I have long been confused at the purpose of fasting. I’ve tried it, but it always felt like a bid for attention. Was God supposed to care that I wasn’t eating? It seemed strange to think that this should impress God or give my prayers more power. 

The words of Ireton, combined with a growing receptivity in my own heart, help me understand fasting’s purpose. 

“[Fasting] creates in us an emptiness,” she writes. “Where there used to be something (food, a book, a TV show), now there is a blank, a hole, a space. God longs for those blank, empty places in our lives — not for the sake of emptiness, but so God can fill us with himself.”

Fasting is emptiness that waits to be filled. In a similar way, sacrifice is deficiency or brokenness, because when I give, I no longer have. 

Whether I sacrifice for the good of someone else or for my own spiritual well-being, it is in this brokenness that God can work. In brokenness, God repairs. In deficiency, God covers the gap. 

Sacrifice can never cover my sin. Jesus did that on the cross. But it can honor God, help others and break my hard heart and proud spirit, leaving me malleable and teachable in God’s hands. 

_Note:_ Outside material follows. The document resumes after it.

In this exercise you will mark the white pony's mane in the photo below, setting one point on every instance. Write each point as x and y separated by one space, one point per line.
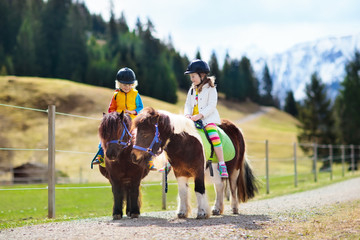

If sacrifice leaves me smug instead of broken, perhaps it is a performance instead of a giving up. 

I find several biblical principles relevant to fasting: 

We honor God by giving our firstfruits. Whether the best hours of a day or the first profits of a business, firstfruits are meant to be given with reverence and joy. “Honor the Lord with your substance and with the first fruits of all your produce; then your barns will be filled with plenty, and your vats will be bursting with wine” (Proverbs 3:9-10). 

Halfhearted or dutiful sacrifice dishonors God. “ ‘What a weariness this is,’ you say, and you sniff at me, says the Lord of hosts. You bring what has been taken by violence or is lame or sick, and this you bring as your offering! Shall I accept that from your hand? says the Lord” (Malachi 1:13).

More than sacrifice, God longs to see in us mercy, humility and justice. “Will the Lord be pleased with thousands of rams, with ten thousands of rivers of oil? Shall I give my firstborn for my transgression, the fruit of my body for the sin of my soul? He has told you, O mortal, what is good; and what does the Lord require of you but to do justice, and to love kindness, and to walk humbly with your God?” (Micah 6:7-8).

Consider the widow with her two mites. She gave generously. Jesus said she gave everything she had. She gave from her need rather than from her sufficiency, creating an emptiness in her own life. This is the meaning of sacrifice. 

During Lent or any other time, this is the kind of sacrifice we are invited, not mandated, to give.